Check out the Bon Appetit Cooking School tutorial on salads in the same issue and try the recipe with carrots from your winter farmers’ market. Or this one with butternut squash and carrots from the February issue of Living magazine. Or for a great introduction to easy home cooking that is full of great salad and vegetable-based soup recipes, check out Jamie Oliver’s Jamie at Home, a seasonal romp through his own vegetable garden. Or check out Jamie’s Food Revolution, which reintroduces the home cook to “simple, delicious and affordable meals,” many of which focus on vegetables as the main course.

Once a week, and not on the same day of each week, just decide to cook and serve nothing but veggies for dinner. Ignore your meat and potatoes–loving husband and your hamburger-addicted kids and try some new recipes that I promise will offer the same satisfaction as a meal with meat. There are enough bean and egg recipes out there to keep you cooking all year, but you don’t always have to include those either. Remember what Redzepi said and take heed.

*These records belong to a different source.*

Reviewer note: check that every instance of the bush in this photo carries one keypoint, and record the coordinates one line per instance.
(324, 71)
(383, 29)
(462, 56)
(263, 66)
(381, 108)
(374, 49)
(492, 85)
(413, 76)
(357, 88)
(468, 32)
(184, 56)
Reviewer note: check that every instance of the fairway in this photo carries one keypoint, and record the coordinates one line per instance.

Saveur magazine’s annual 100 Best issue (Jan/Feb 2013) lists as No. 10 Skin-on Roasted Beets. “Is there anything quite as gorgeous as an unpeeled roasted red beet? Glistening in olive oil and dusted with salt and pepper, beets cook to a moist softness. Their hue deepens to a tantalizing garnet. The sugars concentrate and, in places, caramelize as the juices seep out of the roots’ paper-thin skins, which crisp delectably as they cook. The roasting tames the beets’ natural earthiness, and a mouthwatering sweetness takes hold.”

If you are ready to attack a beet or a winter squash in your kitchen right now, you can also try this Carrot Salad with Yogurt and Coriander or Jamie Oliver’s Sweet Potato and Chorizo Soup. And feel free to share your own favorites by posting a comment.